Fifth District Supervisor and Board Chairman Steve Lavagnino, who also voted “no,” said he was curious why the two supervisors had brought forth the proposal, noting the last workforce agreement they considered was for a specific large and complicated project.
“I came prepared to support a pilot program,” Lavagnino said, indicating he was not prepared to support such a sweeping countywide ordinance. “This is very difficult because there are people I respect and trust on both sides (of the issue).”
Public opposition came mostly from local nonunion businesses, but some came from a larger association.
“We’ve negotiated agreements for 100 years,” said Kim Hudson, Bay Area regional government affairs manager for Associated General Contractors, who urged supervisors to oppose the measure. “To be successful, agreements should be negotiated between contractors and labor without outside influence.”
Vince Lopez, president of V. Lopez Jr. & Sons, a nonunion local business, said such an agreement would take away his ability to bid on county projects.
“If you do sign the agreement, you’ll have a lot less bidders and you’re going to pay higher prices,” he said.
Joe Armendariz, of the Santa Barbara County Taxpayers Association, claimed the proposed agreement was “really a payback” from some supervisors to unions that had contributed money to their election campaigns.
“This is a solution in search of a problem,” Armendariz said. “Just get out of the way and let these contractors bid their jobs.”
CalPortland Construction representatives said the nonunion company employs 270 local workers and that 85% of the county’s workforce is nonunion.
“Why are you disenfranchising 85% of the county workforce?” said Jesse Bishop.
Danny Devereaux said CalPortland has asked the unions for apprentices every year but received no cooperation, adding the company has a program for training cement truck drivers that 10 people from disadvantaged communities completed in the past year.
Andy Caldwell, of the Coalition of Labor, Agriculture and Business, said his organization is not taking a position on the proposal because it needed more information about it.
“We’re afraid you’re throwing the unions bones to chew on because later you’re going to throw them a bone to choke on” by halting oil and gas production, Caldwell said.
Chuck Huddleston, business manager for the International Brotherhood of Electrical Workers Local 413, said the union supports the agreement because it can help develop a career path for people who are traditionally underrepresented in the trades.
“We believe it can be a long-term benefit to the community,” he said.
Other supporters disputed opponents’ claims the agreement would raise county construction costs by 30%, with one person arguing that came from “big companies that came in here [to] shoot this down.”
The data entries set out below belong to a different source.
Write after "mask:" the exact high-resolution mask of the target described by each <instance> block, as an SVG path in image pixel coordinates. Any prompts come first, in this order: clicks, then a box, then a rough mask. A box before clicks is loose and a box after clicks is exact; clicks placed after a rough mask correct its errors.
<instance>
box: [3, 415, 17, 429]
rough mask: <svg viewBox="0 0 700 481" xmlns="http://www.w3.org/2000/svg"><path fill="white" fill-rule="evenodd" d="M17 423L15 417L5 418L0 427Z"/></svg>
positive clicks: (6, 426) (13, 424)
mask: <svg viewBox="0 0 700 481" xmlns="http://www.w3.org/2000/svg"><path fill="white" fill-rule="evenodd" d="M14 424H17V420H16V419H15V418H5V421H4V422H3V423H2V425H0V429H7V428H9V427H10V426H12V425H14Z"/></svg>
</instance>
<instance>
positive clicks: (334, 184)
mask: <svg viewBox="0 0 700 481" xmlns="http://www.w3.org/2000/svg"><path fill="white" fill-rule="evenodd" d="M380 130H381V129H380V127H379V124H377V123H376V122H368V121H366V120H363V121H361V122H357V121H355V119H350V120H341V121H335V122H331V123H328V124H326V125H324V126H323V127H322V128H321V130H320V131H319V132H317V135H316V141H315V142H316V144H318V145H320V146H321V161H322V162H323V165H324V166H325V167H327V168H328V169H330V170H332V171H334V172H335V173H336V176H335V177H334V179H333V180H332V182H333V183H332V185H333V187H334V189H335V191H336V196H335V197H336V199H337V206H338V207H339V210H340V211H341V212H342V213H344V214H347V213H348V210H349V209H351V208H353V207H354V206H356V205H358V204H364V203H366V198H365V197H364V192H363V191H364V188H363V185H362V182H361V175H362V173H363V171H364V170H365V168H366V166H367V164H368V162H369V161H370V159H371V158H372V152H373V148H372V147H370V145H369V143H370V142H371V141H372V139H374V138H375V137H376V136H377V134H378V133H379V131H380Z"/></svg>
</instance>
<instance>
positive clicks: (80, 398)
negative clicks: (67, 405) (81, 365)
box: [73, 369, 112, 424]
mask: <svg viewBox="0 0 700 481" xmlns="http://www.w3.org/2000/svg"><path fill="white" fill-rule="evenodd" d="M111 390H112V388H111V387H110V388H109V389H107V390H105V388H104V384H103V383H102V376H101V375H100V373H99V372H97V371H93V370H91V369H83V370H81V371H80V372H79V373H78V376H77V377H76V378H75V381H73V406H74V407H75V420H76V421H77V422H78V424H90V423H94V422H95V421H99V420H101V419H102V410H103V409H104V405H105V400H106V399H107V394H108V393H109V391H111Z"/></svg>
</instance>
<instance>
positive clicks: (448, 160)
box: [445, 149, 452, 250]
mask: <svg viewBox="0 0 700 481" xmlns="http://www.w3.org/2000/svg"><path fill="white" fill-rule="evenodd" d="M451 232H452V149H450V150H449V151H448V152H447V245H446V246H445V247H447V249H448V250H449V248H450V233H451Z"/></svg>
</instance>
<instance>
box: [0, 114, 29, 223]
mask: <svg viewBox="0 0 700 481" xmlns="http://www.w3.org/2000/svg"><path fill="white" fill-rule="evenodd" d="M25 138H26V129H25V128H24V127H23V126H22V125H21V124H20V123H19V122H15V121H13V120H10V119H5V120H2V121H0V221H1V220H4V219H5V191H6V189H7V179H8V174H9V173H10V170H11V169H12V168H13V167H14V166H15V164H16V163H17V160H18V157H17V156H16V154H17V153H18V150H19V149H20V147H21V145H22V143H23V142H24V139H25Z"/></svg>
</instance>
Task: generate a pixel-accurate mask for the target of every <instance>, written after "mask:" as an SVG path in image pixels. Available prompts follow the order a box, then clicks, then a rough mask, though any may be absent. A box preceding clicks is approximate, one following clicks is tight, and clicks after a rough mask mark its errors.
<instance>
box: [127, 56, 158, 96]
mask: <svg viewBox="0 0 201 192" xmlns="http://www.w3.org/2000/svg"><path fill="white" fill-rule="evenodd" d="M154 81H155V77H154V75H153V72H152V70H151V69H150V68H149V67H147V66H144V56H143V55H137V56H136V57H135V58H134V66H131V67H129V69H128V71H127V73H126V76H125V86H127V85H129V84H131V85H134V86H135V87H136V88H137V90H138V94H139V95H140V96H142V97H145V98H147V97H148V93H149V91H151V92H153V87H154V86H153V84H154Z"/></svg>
“This isn’t rocket science,” said Michael Lopez. “This is what you want to take care of local people to make something of themselves.”
Scott Zimmerman said the Carpenter’s Union will soon have a new state-of-the-art training center in Santa Maria, and it supports the agreement because it would “keep tax local and provide local training.”
Hart said he had been through this issue as a Santa Barbara city councilman and “a tremendous amount of misinformation is being repeated today.”
“The contractors question why we’re doing this,” Hart said, explaining it’s because “too much of this work is going out of this county” to “big nonlocal contractors.”
Williams objected to the charge that he was paying back unions.
“I resent the charges of insidiousness,” he said. “If we wanted to fix the deck, we would have fixed it way before this.”
Hartmann openly supported the unions.
“There’s been a war on unions and organized labor for the last 20 years,” she said. “I believe people are much stronger when they have an organized force.”
Adam indicated that wasn’t the source of his opposition.
“I am not anti-union,” he said. “I just want the taxpayers to receive the biggest bang for their buck.”